Even though half of Syrian refugees are under 18, only three per cent of humanitarian aid is being spent on them, the charity has said in the report Childhood in the Shadow of War.
One in four children still inside Syria is at risk of developing mental-health disorders because of the violence and terror to which many are exposed, the UN has said. Of the children who have fled to neighbouring countries, 700,000 are not in school.
The report interviewed dozens of Syrian refugee children in camps in Lebanon and the Kurdistan region in Iraq. They asked them to draw pictures to explain what their lives were like, and what made them happy and sad.
“Children aged eight to 13 participating in [these] exercises included images of planes, bombs, soldiers, tanks, injured bodies, as well as descriptions of ‘the death of relatives’, ‘seeing bodies’, or ‘the smell of gas’ for example, as things that make them sad,” the report says.
Staff at the Kurdistan camp said that most of the children in their care would have seen fighting. Some of them would have witnessed their family members being killed in front of them.
A child-protection officer in Lebanon, Lara Hallak, said: “The children talk about violence all the time. The problem is not solved in six months. Look at this place: violence is in the hearts of these children.”

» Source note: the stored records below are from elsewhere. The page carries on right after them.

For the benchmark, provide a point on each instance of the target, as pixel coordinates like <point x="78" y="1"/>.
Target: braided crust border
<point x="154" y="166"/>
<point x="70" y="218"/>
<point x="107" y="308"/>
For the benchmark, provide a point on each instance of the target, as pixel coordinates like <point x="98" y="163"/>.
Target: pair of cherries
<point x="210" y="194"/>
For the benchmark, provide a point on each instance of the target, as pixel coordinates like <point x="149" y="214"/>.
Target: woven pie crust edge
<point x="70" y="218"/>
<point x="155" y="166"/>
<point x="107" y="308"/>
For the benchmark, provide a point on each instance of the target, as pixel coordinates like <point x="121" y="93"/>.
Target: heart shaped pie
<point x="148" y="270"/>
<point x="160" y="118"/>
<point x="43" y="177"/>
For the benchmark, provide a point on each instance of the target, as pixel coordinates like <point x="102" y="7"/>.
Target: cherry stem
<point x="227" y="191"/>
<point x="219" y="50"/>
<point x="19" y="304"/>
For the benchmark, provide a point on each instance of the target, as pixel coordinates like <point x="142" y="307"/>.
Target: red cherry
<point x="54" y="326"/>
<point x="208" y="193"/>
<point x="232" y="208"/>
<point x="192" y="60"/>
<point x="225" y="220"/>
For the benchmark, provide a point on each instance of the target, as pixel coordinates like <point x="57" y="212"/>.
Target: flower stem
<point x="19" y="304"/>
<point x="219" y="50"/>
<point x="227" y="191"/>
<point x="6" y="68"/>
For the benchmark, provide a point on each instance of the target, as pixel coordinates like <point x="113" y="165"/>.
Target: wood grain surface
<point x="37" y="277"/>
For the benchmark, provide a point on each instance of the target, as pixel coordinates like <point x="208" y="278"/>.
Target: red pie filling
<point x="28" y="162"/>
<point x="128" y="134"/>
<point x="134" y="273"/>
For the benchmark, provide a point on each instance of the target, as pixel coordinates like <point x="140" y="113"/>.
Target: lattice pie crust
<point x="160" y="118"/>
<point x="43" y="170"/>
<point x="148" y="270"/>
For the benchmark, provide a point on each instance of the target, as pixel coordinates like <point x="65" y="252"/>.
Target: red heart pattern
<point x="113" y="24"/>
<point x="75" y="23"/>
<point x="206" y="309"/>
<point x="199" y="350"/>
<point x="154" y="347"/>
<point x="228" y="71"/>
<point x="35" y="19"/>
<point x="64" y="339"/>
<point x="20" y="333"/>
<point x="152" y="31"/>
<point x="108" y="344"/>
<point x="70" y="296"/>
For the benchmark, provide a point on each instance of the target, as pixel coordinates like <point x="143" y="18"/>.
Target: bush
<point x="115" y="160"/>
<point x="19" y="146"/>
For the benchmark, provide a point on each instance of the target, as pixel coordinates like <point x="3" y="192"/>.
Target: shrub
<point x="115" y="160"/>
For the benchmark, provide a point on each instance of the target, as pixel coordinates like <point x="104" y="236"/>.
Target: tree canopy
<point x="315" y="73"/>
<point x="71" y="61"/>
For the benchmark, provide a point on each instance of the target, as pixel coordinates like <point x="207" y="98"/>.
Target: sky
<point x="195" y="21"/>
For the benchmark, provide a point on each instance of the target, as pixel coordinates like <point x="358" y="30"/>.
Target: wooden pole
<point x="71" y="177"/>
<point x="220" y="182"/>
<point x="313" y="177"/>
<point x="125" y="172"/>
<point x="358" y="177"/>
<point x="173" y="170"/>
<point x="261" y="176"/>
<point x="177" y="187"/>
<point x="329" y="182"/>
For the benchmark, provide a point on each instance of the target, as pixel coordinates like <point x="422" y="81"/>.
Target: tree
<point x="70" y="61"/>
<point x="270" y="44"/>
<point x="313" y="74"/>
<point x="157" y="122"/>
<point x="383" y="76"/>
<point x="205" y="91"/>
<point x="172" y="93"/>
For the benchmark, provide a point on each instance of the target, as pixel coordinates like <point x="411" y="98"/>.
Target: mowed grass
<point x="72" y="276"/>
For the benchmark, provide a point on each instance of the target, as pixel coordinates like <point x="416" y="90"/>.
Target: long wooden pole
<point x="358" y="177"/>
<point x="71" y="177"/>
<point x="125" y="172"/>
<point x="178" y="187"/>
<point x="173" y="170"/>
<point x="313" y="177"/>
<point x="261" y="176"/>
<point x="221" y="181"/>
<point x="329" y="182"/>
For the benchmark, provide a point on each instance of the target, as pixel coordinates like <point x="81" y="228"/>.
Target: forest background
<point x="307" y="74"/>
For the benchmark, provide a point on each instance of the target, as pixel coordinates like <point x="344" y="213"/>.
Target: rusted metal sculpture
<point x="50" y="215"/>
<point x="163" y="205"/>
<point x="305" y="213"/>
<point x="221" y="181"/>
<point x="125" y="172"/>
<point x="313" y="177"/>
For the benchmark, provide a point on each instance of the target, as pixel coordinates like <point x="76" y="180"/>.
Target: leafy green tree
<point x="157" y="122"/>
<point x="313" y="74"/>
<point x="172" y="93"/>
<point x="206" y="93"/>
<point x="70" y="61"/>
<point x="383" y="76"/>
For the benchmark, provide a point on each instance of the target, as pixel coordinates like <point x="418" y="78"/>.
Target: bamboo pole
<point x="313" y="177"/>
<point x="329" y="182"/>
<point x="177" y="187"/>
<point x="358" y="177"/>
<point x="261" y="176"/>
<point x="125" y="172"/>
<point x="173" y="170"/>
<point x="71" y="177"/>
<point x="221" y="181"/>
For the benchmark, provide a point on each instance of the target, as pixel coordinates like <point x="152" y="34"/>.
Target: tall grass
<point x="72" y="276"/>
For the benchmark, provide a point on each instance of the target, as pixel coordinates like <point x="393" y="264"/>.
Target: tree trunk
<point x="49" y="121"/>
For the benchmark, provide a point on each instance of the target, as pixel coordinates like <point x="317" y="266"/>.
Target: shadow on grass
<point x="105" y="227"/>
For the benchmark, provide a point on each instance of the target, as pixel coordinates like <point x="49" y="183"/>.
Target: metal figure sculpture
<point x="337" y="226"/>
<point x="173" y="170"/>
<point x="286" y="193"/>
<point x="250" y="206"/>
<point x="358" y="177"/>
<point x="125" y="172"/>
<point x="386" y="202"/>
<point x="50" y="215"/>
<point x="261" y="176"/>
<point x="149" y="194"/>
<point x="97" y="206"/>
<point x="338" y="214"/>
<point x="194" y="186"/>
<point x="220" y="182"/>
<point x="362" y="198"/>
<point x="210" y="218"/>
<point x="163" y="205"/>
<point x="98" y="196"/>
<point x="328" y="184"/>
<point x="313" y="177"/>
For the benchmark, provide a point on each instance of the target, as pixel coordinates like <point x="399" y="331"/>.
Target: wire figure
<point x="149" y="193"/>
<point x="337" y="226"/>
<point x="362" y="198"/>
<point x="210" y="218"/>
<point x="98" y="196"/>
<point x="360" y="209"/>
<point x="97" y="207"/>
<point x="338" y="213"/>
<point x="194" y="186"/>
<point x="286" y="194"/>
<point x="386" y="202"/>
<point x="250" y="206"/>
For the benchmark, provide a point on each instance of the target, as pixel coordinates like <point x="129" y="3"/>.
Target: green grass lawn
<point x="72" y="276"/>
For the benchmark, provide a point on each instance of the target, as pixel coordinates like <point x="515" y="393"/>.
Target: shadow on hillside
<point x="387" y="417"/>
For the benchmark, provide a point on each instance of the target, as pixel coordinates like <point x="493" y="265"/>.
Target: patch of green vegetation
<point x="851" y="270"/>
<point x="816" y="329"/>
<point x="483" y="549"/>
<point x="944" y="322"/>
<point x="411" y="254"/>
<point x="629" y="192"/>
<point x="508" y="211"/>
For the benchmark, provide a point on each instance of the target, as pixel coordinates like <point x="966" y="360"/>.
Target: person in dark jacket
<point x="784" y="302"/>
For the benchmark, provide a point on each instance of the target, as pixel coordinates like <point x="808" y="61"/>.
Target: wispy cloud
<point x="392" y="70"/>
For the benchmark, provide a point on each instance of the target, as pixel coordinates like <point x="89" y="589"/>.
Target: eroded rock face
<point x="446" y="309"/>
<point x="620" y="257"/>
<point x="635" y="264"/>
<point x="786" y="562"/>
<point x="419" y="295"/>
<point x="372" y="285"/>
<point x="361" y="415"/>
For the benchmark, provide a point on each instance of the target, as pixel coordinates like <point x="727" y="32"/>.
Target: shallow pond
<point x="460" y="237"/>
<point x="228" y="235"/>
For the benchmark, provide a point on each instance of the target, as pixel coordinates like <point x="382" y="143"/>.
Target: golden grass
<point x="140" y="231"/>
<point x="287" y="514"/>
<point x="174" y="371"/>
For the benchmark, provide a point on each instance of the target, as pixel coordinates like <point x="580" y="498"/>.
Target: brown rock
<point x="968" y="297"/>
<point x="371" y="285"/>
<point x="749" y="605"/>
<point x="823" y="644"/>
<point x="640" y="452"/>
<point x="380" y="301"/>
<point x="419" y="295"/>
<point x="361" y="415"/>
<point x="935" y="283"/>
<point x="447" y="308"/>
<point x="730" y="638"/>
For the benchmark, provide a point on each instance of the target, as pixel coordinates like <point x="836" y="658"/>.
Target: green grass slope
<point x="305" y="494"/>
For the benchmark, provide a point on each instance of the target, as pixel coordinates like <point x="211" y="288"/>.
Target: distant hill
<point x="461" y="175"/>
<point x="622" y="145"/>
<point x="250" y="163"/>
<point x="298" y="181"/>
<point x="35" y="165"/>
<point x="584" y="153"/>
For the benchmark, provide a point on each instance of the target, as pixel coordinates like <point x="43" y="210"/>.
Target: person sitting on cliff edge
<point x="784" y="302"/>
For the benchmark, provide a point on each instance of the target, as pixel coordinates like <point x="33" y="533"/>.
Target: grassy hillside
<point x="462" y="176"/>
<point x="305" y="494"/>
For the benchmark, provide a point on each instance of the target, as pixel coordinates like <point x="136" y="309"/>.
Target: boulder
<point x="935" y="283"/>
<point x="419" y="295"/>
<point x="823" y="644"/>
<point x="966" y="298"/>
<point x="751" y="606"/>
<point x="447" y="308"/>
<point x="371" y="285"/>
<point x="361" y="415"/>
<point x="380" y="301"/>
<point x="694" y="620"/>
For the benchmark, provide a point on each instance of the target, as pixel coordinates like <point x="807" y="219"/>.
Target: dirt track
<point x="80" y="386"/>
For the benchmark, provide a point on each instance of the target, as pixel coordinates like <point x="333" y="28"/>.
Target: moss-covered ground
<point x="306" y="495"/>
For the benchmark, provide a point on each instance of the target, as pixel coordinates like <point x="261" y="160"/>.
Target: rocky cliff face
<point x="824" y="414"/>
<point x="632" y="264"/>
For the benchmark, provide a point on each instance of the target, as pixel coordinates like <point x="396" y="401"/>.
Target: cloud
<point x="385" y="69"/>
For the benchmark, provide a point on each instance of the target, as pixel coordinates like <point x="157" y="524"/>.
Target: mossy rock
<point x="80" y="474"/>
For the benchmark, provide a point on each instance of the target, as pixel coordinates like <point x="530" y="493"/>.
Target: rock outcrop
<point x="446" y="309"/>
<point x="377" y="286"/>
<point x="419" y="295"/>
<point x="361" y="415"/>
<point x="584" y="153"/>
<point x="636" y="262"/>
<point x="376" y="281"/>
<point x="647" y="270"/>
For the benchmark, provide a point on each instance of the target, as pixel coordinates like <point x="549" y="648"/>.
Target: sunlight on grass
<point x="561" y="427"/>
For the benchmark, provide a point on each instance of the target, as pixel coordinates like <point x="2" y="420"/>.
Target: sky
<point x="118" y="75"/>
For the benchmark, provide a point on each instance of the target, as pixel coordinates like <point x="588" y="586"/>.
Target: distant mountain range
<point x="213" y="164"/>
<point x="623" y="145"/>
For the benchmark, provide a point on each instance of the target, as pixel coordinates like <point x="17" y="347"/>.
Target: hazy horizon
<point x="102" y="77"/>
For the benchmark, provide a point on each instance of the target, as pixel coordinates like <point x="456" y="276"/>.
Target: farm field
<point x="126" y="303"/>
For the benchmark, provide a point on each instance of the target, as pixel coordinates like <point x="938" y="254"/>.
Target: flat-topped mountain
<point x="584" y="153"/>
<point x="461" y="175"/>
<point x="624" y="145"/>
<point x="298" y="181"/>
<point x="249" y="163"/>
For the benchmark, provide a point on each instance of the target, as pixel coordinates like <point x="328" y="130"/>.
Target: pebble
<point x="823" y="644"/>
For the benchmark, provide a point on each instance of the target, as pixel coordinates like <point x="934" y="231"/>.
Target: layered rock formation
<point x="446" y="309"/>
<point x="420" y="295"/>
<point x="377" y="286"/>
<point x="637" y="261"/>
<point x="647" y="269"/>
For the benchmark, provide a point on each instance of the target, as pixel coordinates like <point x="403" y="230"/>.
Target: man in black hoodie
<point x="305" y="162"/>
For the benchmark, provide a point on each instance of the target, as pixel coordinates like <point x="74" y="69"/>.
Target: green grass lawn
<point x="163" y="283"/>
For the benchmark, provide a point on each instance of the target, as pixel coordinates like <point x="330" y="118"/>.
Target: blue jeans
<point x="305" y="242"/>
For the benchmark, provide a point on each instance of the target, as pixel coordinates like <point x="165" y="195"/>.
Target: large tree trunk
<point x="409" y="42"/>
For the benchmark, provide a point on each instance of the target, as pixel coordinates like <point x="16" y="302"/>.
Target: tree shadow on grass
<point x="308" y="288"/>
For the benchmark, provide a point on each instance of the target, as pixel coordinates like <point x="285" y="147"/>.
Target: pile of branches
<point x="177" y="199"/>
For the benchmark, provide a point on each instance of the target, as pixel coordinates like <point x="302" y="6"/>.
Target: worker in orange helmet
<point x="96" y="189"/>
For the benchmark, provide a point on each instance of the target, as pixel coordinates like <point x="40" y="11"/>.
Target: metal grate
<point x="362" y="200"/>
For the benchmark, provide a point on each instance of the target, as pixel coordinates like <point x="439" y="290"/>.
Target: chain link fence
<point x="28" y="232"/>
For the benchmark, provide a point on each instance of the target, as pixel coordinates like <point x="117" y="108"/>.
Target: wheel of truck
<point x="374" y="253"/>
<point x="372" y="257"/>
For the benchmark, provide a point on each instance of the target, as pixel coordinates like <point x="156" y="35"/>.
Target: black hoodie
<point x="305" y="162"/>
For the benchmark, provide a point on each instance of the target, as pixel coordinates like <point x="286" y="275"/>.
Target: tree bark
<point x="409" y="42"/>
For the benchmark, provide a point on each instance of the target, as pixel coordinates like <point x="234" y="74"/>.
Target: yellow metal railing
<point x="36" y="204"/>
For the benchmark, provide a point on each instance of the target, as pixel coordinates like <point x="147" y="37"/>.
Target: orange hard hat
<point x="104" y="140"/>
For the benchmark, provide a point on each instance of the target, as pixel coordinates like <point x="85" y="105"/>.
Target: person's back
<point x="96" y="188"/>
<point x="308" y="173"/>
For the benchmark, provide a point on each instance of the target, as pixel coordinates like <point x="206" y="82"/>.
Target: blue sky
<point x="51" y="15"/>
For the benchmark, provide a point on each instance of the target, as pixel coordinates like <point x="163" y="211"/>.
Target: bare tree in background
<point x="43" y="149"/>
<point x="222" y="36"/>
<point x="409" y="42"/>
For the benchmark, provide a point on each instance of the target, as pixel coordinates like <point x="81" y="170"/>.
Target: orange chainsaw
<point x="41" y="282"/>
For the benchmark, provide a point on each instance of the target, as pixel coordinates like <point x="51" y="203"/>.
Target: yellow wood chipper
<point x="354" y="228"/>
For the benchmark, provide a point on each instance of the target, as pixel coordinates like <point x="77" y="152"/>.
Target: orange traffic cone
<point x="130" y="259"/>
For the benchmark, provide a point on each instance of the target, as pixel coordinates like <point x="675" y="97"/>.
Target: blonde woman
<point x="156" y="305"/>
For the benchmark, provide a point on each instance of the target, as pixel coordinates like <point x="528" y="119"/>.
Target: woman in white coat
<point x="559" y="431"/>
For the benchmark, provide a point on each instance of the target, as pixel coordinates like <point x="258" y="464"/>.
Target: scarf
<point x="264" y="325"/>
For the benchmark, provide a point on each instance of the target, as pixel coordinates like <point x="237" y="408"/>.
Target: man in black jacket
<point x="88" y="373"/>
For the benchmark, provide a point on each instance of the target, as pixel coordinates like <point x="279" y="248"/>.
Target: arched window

The trauma is manifest in the children’s lives, too. It is common for Syrian refugee children to suffer from nightmares, separation anxiety, and a sense of hopelessness about the future — particularly among teenagers.
“Staff describe seeing adolescents turning to negative coping-mechanisms, such as alcohol and drug use, as well as self-harming behaviours,” the report states. Save the Children has also had reports of some teenagers’ becoming suicidal. A handful of children have taken their own lives while inside the camps.
Even everyday activities such as football games are regularly marred by violence and anger from the disturbed children. Girls, especially, suffer in refugee camps, as they are often kept indoors all day to protect them from harassment and attack.
Despite the strains of living in the shadow of war, the “overwhelming preoccupation” of the children surveyed was their parents’ lack of money and work. “The stress that comes from a constant concern for meeting basic needs permeates the entire household,” the report found.
This poverty has led to a marked rise in child labour, and daughters’ being married off earlier in Syrian refugee communities.
The report was published on Monday, as aid agencies and the UN High Commissioner for Refugees warned that 12,000 refugees were stranded in the desert along the border with Jordan, which was refusing them entry.